Si può dividere in due parti chiamate corpo e collo. Il collo viene anche detto cervice uterina.

Prolasso Uterino come avviene?

Il prolasso uterino abbiamo detto essere una discesa dell’utero in vagina. Più ampia è la discesa dell’utero e più grave sarà il prolasso.

Secondo alcune teorie possiamo dividere la gravità del prolasso di utero in tre stadi. Primo grado o lieve. Secondo grado o moderato. Terzo grado o severo.

Alcuni invece preferiscono semplificare il concetto dividendo la gravità in sole due forme.

  • Prolasso uterino incompleto
  • Prolasso uterino completo

Il primo riguarda un utero parzialmente disceso in vagina. Mentre il secondo concerne l’utero interamente disceso in vagina. Addirittura arrivando anche alla fuoriuscita.

Questo tipo di prolasso può accadere a tutte le donne. Anche se si stima che le più colpite sono le donne nel periodo successivo alla menopausa.

Soprattutto quelle che hanno avuto più parti nel corso della loro vita.

Prolasso di utero Cause

Prolasso uterino cause: quali sono?

Ci sono diversi tipi di cause di prolasso di utero. Ad esempio un parto vaginale complesso. Un parto con feto di grandi dimensioni. Bronchite cronica. Allenamenti e sforzi con oggetti pesanti.

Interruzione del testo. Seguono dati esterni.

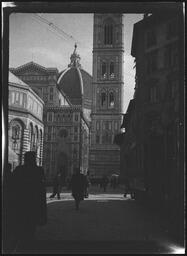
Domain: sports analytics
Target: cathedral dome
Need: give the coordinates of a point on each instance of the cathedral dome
(76, 83)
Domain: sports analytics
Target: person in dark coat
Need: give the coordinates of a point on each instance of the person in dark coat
(78, 187)
(57, 185)
(87, 184)
(30, 200)
(104, 182)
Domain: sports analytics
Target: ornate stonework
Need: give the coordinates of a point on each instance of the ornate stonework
(107, 93)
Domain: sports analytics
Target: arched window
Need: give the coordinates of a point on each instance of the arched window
(104, 70)
(111, 69)
(97, 138)
(103, 99)
(111, 100)
(16, 132)
(31, 136)
(16, 138)
(108, 34)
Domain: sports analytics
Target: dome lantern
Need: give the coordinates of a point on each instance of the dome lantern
(75, 59)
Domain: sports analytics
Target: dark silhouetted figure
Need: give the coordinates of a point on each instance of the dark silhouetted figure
(30, 201)
(87, 184)
(114, 181)
(57, 185)
(104, 182)
(78, 187)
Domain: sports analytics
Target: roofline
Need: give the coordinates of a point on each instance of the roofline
(36, 64)
(28, 89)
(63, 73)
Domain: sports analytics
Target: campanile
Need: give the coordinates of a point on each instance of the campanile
(107, 93)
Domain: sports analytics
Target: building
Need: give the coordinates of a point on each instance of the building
(25, 122)
(152, 145)
(107, 93)
(67, 108)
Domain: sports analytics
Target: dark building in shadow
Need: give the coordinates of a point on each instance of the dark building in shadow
(152, 146)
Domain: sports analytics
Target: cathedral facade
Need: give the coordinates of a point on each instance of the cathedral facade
(107, 93)
(25, 122)
(66, 114)
(82, 114)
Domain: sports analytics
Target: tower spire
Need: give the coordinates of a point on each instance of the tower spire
(75, 59)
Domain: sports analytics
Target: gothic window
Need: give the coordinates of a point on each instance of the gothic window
(32, 136)
(111, 99)
(49, 117)
(16, 131)
(17, 98)
(76, 117)
(153, 94)
(111, 70)
(116, 125)
(63, 133)
(97, 139)
(49, 132)
(172, 29)
(98, 125)
(152, 61)
(171, 55)
(106, 138)
(75, 129)
(103, 99)
(104, 70)
(108, 34)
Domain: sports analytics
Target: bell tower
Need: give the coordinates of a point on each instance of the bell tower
(107, 93)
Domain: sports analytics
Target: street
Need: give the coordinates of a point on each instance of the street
(106, 222)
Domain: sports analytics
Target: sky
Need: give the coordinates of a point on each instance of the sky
(31, 39)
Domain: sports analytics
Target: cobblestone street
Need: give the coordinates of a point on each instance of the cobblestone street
(105, 222)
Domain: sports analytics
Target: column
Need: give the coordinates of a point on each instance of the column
(26, 143)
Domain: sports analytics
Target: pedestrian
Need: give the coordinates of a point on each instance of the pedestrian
(8, 239)
(104, 182)
(29, 195)
(78, 187)
(57, 185)
(87, 184)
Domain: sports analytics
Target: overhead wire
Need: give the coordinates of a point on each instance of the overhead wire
(57, 29)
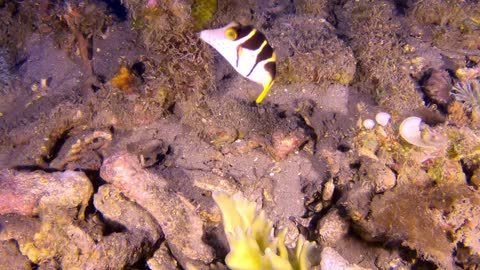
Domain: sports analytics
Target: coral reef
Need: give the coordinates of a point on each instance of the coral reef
(120, 129)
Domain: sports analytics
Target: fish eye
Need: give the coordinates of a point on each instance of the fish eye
(231, 34)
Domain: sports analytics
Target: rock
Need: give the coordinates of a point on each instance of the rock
(332, 228)
(11, 258)
(181, 225)
(81, 151)
(284, 144)
(162, 260)
(25, 193)
(377, 173)
(328, 189)
(331, 259)
(116, 208)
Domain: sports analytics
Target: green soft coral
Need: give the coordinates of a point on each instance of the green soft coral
(252, 242)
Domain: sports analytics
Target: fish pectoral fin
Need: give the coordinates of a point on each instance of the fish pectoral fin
(264, 93)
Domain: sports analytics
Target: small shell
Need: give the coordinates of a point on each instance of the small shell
(383, 118)
(368, 123)
(410, 131)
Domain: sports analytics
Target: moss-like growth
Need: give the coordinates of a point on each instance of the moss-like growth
(376, 39)
(253, 244)
(317, 56)
(453, 24)
(168, 30)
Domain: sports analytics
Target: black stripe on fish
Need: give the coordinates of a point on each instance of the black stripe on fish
(271, 68)
(242, 31)
(264, 54)
(254, 42)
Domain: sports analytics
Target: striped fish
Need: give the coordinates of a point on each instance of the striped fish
(247, 50)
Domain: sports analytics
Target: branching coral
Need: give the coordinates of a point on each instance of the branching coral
(252, 242)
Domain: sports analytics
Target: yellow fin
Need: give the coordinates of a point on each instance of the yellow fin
(264, 93)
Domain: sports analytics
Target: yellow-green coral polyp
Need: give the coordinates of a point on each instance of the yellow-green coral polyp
(252, 242)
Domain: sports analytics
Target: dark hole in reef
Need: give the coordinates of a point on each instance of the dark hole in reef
(343, 147)
(355, 165)
(401, 7)
(31, 168)
(95, 88)
(227, 77)
(138, 68)
(282, 115)
(57, 146)
(116, 8)
(97, 181)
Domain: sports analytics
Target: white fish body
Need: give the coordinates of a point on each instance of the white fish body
(247, 50)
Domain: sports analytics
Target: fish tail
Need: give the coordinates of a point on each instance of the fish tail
(264, 93)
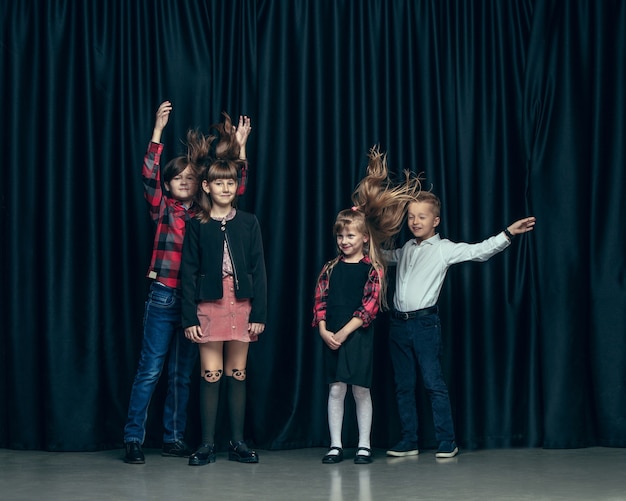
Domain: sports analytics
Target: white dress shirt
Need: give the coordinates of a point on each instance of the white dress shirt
(422, 267)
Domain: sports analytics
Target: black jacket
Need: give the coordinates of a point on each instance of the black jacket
(201, 267)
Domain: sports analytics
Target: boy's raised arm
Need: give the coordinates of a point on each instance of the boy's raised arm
(162, 117)
(520, 226)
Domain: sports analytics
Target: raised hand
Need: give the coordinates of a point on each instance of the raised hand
(162, 117)
(522, 225)
(243, 129)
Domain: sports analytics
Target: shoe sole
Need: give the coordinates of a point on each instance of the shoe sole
(401, 454)
(242, 460)
(447, 454)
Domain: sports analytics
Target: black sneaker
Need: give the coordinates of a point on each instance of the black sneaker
(403, 448)
(447, 450)
(239, 451)
(177, 449)
(134, 454)
(204, 455)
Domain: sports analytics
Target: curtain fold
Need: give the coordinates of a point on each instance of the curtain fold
(507, 108)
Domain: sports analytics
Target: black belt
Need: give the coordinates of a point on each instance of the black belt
(406, 315)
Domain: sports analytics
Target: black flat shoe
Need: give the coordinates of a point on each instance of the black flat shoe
(134, 454)
(177, 449)
(333, 458)
(239, 452)
(204, 455)
(363, 458)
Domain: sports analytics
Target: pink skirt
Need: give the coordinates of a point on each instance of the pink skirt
(225, 319)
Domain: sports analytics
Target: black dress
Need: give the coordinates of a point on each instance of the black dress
(352, 362)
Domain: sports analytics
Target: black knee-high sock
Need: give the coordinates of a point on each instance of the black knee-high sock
(209, 398)
(236, 406)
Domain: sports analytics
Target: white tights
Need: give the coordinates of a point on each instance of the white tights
(336, 400)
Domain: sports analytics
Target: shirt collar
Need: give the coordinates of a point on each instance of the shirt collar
(430, 241)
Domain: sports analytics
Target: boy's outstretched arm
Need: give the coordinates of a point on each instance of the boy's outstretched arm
(242, 131)
(162, 117)
(522, 225)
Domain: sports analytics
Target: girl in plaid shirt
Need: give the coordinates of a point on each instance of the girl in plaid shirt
(349, 293)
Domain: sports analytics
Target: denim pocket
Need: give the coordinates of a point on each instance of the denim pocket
(429, 322)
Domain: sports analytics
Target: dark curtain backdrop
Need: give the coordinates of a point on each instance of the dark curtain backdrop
(508, 108)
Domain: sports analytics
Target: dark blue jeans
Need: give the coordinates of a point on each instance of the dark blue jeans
(162, 335)
(412, 343)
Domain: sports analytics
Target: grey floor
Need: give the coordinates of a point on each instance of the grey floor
(299, 475)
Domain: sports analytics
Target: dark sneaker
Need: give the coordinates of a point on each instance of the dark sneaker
(403, 448)
(447, 450)
(333, 457)
(240, 452)
(177, 449)
(363, 456)
(204, 455)
(134, 454)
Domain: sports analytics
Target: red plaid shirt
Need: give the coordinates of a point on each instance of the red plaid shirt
(369, 304)
(170, 217)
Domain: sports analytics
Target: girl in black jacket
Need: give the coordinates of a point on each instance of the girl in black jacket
(224, 302)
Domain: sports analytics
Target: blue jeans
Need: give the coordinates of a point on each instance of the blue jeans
(162, 335)
(417, 342)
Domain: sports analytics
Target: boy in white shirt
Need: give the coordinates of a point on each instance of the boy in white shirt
(415, 333)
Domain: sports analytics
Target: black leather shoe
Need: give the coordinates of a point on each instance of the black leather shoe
(177, 449)
(333, 458)
(204, 455)
(134, 454)
(239, 452)
(363, 458)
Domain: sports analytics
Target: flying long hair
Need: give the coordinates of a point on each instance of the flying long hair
(218, 154)
(379, 211)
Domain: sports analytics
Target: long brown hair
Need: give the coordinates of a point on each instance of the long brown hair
(379, 211)
(218, 155)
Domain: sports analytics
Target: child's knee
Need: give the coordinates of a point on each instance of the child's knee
(212, 376)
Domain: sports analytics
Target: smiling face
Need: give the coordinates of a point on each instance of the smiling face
(184, 186)
(351, 242)
(422, 220)
(221, 191)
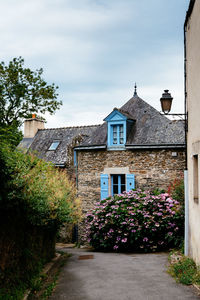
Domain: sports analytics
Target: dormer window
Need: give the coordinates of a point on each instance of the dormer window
(117, 122)
(117, 134)
(54, 145)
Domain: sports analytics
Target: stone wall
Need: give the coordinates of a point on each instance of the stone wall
(155, 168)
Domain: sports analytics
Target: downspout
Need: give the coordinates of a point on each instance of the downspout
(76, 174)
(186, 234)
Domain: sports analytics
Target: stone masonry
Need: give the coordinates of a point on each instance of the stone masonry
(152, 169)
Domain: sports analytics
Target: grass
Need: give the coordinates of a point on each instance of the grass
(44, 285)
(183, 269)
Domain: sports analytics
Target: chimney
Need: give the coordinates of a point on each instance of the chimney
(31, 126)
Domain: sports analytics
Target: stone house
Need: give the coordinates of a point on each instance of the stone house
(192, 82)
(135, 147)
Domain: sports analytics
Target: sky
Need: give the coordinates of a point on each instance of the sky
(95, 51)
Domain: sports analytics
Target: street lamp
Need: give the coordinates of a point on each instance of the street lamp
(166, 102)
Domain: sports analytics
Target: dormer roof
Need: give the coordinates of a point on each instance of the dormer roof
(150, 129)
(117, 112)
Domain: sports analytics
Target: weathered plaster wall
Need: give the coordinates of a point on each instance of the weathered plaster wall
(193, 106)
(157, 168)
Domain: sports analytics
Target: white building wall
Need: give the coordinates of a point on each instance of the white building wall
(193, 107)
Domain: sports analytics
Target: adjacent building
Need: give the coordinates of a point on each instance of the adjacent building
(192, 96)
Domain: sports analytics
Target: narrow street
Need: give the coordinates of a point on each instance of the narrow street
(112, 276)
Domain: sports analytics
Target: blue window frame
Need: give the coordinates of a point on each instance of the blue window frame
(117, 134)
(118, 184)
(54, 145)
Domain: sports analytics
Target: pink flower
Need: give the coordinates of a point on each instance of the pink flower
(124, 240)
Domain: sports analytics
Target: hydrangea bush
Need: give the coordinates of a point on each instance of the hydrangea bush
(135, 220)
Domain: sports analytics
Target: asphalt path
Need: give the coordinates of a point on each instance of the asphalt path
(114, 276)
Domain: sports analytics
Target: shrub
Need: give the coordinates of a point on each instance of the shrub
(135, 220)
(42, 192)
(185, 271)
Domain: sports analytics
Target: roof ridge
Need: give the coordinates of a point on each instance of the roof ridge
(68, 127)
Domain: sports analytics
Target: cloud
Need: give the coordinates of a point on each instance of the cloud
(95, 50)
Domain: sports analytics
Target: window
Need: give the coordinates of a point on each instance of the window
(117, 134)
(195, 178)
(117, 184)
(54, 145)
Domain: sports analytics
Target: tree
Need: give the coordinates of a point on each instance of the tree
(23, 92)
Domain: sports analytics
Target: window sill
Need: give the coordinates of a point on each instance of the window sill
(116, 148)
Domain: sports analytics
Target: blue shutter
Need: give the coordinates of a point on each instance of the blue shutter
(130, 182)
(104, 186)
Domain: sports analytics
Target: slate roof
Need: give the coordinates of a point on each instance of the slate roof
(150, 128)
(44, 138)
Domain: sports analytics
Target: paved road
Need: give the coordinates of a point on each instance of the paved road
(113, 276)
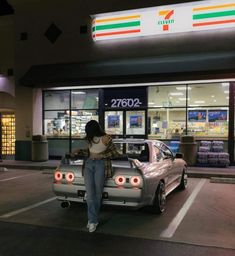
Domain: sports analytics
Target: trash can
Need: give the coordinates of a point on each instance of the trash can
(188, 147)
(39, 148)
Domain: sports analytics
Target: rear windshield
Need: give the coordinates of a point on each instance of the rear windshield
(133, 150)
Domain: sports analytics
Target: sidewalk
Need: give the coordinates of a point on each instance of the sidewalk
(196, 172)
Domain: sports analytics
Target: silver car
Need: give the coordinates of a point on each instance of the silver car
(145, 174)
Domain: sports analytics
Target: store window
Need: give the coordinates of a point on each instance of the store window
(8, 135)
(83, 99)
(208, 110)
(67, 112)
(167, 111)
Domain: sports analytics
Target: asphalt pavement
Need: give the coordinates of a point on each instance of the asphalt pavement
(193, 171)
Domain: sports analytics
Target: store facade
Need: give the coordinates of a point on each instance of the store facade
(164, 112)
(140, 83)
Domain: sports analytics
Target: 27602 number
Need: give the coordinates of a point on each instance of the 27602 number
(125, 103)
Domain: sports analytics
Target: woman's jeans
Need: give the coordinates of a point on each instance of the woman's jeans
(94, 182)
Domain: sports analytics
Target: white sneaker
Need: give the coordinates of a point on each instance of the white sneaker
(92, 227)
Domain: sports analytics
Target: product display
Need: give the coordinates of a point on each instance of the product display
(211, 154)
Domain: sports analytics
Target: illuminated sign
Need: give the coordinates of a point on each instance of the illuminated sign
(187, 17)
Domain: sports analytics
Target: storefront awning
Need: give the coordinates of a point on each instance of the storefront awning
(148, 69)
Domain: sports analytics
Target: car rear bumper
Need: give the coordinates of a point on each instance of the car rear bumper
(131, 197)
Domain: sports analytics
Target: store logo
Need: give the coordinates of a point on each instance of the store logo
(167, 19)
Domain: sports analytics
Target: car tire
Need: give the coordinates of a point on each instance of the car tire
(184, 180)
(159, 204)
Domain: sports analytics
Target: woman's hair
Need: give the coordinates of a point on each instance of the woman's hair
(92, 130)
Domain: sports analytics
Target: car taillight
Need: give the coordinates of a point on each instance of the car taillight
(135, 181)
(120, 180)
(69, 177)
(58, 176)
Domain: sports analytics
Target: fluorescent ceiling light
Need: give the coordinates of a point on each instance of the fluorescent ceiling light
(176, 94)
(199, 101)
(183, 88)
(183, 99)
(78, 92)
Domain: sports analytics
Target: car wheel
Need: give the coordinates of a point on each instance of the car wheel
(184, 180)
(159, 204)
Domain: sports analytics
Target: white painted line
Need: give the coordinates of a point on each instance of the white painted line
(169, 232)
(10, 214)
(17, 177)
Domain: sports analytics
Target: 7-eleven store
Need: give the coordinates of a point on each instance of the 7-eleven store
(183, 81)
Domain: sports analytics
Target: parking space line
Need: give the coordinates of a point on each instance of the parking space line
(169, 232)
(17, 177)
(13, 213)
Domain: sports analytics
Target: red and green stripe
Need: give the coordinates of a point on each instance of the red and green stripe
(113, 26)
(214, 15)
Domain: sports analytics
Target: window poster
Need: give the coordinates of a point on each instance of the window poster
(113, 121)
(136, 121)
(217, 115)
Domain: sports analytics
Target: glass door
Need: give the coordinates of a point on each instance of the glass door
(114, 123)
(122, 124)
(135, 123)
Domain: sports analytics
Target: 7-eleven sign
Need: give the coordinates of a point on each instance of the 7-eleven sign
(167, 19)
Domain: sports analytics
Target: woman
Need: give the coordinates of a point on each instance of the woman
(97, 167)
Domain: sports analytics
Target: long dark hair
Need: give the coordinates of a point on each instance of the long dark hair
(93, 129)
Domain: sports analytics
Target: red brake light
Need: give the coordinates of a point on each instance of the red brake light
(135, 181)
(58, 175)
(120, 180)
(69, 176)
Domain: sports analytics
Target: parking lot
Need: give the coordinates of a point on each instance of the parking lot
(201, 215)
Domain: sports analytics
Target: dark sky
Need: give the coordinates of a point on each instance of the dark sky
(5, 8)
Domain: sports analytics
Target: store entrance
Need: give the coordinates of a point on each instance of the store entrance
(125, 123)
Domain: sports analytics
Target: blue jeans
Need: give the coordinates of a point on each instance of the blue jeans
(94, 182)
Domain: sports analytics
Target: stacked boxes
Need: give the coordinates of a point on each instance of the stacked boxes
(211, 154)
(174, 146)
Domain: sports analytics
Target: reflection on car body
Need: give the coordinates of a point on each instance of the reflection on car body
(145, 174)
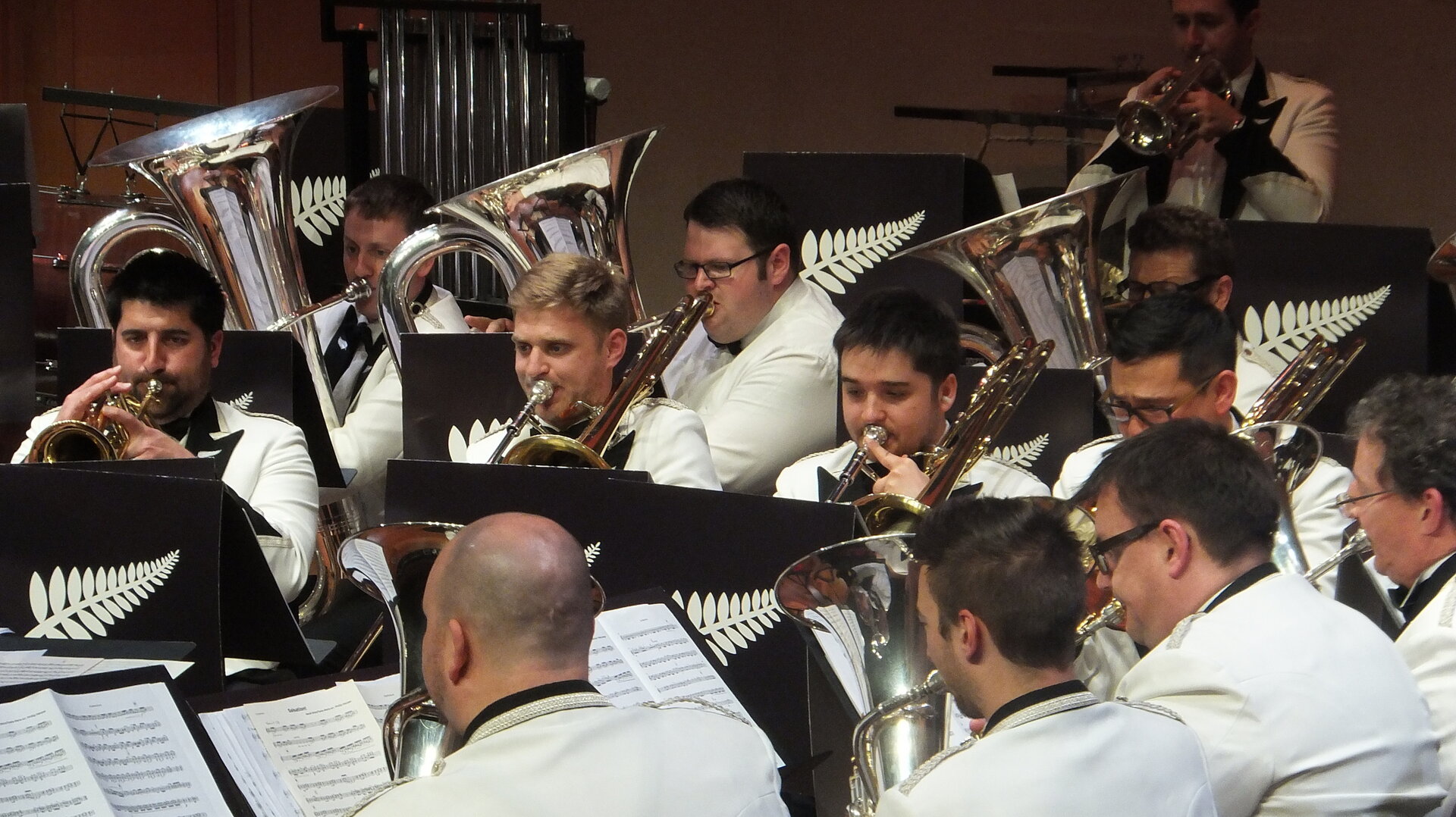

Anche l’obesità e la stitichezza possono essere causa di prolasso uterino.

Tutte queste situazioni possono sforzare infatti il pavimento pelvico e i suoi muscoli. Un singolo episodio non è di per sé sufficiente a fare in modo che l’utero prolassi.

Tuttavia situazioni continuative di questo genere, o addirittura il loro cumularsi, può portare ad un prolasso uterino più o meno grave.

Fattori di rischio

Tra i principali fattori di rischi abbiamo:

  • Parti multipli o gemellari
  • Il semplice invecchiamento
  • Interventi chirurgici precedenti al prolasso
  • Fattori di tipo genetico (predisposizione)

Sintomi del prolasso

I sintomi del prolasso di utero sono differenti a seconda che parliamo di un prolasso lieve o severo.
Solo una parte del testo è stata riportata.